Bought a large box of jars ( had 30 jars and 1 flask in it ) at a yard sale for 45 dollars, There were 8 mason's CFJCo Patent jars (7 quarts and 1 pint) 3 of them have the same mold #, mold marks and color (color matches a sky blue crayon). What are the chances that 3 of these jars stayed together from the same batch?
 There were also 2 Mason fruit jar with erased Atlas but in red book 9 there is only listed a 1/2 gal # 143 and both of these are quarts (one with a 4 and the other with a 2 under JAR) Is this listing the same in red book 10?
 There is also a Mason's Improved # 1701, only thing is its only listed in aqua or sky blue and this one is dead clear. Same in red book 10?
 Last but not least is a small amber flask which I know nothing about so any input would be appreciated.




















































 Here is a link to a slide show for more pics.

SLIDE SHOW


----------



## cyberdigger (Nov 6, 2010)

That was quite a haul!
 The amber strapside flasks are somewhat abundant, but that one looks like a nice light color, which is good.
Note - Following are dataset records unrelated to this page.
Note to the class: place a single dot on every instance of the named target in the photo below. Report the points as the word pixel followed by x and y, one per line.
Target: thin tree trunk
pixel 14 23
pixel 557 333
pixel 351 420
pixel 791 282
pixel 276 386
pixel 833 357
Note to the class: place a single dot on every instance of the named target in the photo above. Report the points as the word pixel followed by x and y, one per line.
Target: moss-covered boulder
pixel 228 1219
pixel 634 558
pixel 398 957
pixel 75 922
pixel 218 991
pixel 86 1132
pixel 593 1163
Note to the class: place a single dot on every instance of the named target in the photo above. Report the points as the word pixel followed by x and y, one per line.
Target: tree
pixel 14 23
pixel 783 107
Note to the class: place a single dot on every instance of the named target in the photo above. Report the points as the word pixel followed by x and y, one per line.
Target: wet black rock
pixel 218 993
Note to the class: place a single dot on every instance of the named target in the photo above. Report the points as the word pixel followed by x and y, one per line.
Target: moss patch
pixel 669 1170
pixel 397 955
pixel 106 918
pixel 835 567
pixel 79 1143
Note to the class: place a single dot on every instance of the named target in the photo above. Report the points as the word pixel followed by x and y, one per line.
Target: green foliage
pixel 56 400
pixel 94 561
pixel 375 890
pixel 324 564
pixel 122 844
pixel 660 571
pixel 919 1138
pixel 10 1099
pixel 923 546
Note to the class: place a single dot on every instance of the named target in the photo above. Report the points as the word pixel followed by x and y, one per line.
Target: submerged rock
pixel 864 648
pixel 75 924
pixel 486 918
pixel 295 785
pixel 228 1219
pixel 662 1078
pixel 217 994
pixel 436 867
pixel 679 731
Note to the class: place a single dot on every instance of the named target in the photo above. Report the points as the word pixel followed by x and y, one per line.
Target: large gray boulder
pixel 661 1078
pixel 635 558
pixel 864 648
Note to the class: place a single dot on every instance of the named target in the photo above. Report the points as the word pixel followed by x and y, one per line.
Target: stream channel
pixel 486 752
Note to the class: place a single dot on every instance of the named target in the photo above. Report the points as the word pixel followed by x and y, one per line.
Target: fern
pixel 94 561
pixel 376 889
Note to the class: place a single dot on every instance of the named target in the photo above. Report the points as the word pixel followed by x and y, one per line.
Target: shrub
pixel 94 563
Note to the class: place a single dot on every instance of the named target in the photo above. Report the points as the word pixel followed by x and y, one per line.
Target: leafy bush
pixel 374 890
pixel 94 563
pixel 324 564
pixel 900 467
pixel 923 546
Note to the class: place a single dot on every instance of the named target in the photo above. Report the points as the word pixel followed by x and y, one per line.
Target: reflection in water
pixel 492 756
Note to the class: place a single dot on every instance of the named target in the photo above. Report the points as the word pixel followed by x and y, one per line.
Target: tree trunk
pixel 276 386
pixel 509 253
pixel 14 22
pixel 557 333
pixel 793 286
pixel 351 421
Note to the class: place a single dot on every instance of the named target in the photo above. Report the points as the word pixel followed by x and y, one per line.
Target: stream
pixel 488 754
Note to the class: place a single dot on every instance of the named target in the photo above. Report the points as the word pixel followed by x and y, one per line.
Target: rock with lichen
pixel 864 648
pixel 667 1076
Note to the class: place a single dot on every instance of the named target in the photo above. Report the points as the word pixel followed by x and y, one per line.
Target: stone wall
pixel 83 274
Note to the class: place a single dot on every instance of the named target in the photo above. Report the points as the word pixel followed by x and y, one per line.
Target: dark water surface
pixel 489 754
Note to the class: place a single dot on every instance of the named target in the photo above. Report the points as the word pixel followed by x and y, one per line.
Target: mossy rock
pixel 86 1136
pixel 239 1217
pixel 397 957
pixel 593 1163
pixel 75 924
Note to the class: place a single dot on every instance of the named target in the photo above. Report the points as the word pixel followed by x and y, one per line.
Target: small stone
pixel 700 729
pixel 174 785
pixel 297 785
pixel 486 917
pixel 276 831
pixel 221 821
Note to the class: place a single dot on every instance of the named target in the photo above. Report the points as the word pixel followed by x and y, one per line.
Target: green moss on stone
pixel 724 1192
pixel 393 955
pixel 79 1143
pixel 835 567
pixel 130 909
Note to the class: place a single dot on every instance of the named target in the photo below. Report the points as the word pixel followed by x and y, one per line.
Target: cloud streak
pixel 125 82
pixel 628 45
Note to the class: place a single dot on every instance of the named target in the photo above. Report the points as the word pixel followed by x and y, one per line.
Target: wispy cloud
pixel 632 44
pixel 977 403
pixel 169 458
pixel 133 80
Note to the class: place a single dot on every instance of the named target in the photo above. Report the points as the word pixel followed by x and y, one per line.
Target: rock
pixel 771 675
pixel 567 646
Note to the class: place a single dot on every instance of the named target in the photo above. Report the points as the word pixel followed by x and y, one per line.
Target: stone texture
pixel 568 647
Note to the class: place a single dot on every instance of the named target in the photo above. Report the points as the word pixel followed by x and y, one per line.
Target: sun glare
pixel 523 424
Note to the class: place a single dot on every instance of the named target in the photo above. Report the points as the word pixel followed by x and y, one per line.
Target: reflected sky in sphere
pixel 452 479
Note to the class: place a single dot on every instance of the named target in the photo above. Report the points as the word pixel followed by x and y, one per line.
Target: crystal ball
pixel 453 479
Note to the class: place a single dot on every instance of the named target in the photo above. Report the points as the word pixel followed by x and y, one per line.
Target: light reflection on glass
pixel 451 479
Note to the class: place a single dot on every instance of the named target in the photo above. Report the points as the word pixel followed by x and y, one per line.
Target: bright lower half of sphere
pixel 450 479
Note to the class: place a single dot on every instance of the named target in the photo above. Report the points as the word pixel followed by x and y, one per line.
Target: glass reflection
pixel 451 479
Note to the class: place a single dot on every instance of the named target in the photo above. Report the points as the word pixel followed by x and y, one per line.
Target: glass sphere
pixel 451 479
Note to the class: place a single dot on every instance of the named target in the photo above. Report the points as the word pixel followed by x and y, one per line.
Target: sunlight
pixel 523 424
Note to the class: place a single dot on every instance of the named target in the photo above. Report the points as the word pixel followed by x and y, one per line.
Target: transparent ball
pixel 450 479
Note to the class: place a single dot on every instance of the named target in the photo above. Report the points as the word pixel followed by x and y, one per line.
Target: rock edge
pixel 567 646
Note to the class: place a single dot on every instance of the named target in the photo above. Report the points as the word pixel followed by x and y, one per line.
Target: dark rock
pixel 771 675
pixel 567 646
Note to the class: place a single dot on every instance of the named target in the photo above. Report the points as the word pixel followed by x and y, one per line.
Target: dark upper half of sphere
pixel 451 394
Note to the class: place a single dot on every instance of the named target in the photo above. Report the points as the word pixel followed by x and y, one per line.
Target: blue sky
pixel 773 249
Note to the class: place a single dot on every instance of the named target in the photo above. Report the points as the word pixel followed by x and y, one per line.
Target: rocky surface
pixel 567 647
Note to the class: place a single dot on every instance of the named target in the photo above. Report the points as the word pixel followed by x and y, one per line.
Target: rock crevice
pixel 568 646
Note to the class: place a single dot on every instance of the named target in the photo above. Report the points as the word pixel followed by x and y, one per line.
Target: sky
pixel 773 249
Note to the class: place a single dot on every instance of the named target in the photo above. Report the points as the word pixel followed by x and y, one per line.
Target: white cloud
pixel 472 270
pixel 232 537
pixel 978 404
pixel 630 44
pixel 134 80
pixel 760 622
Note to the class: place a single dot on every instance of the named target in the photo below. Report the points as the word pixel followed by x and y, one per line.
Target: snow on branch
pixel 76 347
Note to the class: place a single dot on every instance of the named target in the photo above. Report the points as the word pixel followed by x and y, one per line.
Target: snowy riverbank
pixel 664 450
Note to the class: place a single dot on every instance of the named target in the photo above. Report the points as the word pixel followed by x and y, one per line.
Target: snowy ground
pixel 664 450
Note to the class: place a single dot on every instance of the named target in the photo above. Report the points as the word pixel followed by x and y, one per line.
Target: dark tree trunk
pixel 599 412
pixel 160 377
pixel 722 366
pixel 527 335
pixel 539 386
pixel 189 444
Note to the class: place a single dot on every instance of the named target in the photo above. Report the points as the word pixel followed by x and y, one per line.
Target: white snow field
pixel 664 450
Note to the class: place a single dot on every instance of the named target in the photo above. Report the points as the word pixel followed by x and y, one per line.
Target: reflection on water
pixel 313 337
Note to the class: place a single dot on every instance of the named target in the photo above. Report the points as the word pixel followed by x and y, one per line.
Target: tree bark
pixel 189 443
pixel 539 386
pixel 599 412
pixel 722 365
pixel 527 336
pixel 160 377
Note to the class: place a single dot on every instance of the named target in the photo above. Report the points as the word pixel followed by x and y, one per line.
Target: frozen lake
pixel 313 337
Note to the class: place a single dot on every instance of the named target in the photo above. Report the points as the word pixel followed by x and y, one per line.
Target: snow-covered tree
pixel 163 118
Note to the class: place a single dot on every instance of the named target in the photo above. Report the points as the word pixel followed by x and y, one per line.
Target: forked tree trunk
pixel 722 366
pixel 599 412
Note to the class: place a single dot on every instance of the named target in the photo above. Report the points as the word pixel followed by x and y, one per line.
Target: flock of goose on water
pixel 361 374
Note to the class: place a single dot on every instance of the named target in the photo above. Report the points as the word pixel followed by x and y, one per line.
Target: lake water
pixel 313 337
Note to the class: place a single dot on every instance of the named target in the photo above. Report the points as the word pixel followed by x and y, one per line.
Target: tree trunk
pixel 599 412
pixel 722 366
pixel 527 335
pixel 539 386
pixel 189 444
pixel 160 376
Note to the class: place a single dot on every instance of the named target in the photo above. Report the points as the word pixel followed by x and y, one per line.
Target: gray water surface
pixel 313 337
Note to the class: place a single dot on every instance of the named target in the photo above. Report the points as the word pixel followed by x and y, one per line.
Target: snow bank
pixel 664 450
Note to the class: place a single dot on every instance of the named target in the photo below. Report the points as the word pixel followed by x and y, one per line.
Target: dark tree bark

It has extremely thin walls, which would make it something I'd be glad to acquire, but cleaning that gunk out might get tricky..


----------



## ajohn (Nov 6, 2010)

Hey ya Cor!
 Sweet deal for sure.
 I believe I have one of those CFJCo with that same mold #.Just a tinge darker and those jars would be called cornflower blue.Still a pretty jar.What do you think about calling that IMPROVED a # 1690.Unlisted color in RB#9.
 Way to go!


----------



## coreya (Nov 6, 2010)

Love to see a picture of the base of yours ajohn, the improved is a Mason's (arched letters) Improved with only a mold number on base (even that appears peened out) whereas the 1690 is a mason (arched) improved (no s on mason). Thanks for the response.
 cyberdigger, Alcohol seems to be dissolving the gunk slowly.


----------



## JOETHECROW (Nov 6, 2010)

Nice haul! The flask is a great color.


----------



## madman (Nov 7, 2010)

great haul! pm me if ya want to sell a cfgco. jar!


----------



## madman (Nov 7, 2010)

hey corey more pix!


----------



## coreya (Nov 7, 2010)

madman, click on slide show at bottom of first post, or do you want more pictures than those?


----------



## madman (Nov 7, 2010)

> ORIGINAL: coreya
> 
> madman, click on slide show at bottom of first post, or do you want more pictures than those?


 hey corey sorry missed the slide show link  wow! very nice!


----------



## coreya (Nov 8, 2010)

Added some pics of flask cleaned up to slideshow.


----------



## ajohn (Nov 13, 2010)

> ORIGINAL:  coreya
> 
> Love to see a picture of the base of yours ajohn, the improved is a Mason's (arched letters) Improved with only a mold number on base (even that appears peened out) whereas the 1690 is a mason (arched) improved (no s on mason). Thanks for the response.


 Aha!You are correct.I missed that (S) thing.Gotta tell ya again,you did great .
 I'm digging out that CFJCo


----------



## coreya (Nov 16, 2010)

Anyone with a ballpark value on the flask, Its not my area of knowledge so I will defer to the experts on here! Madman did you get my email?


----------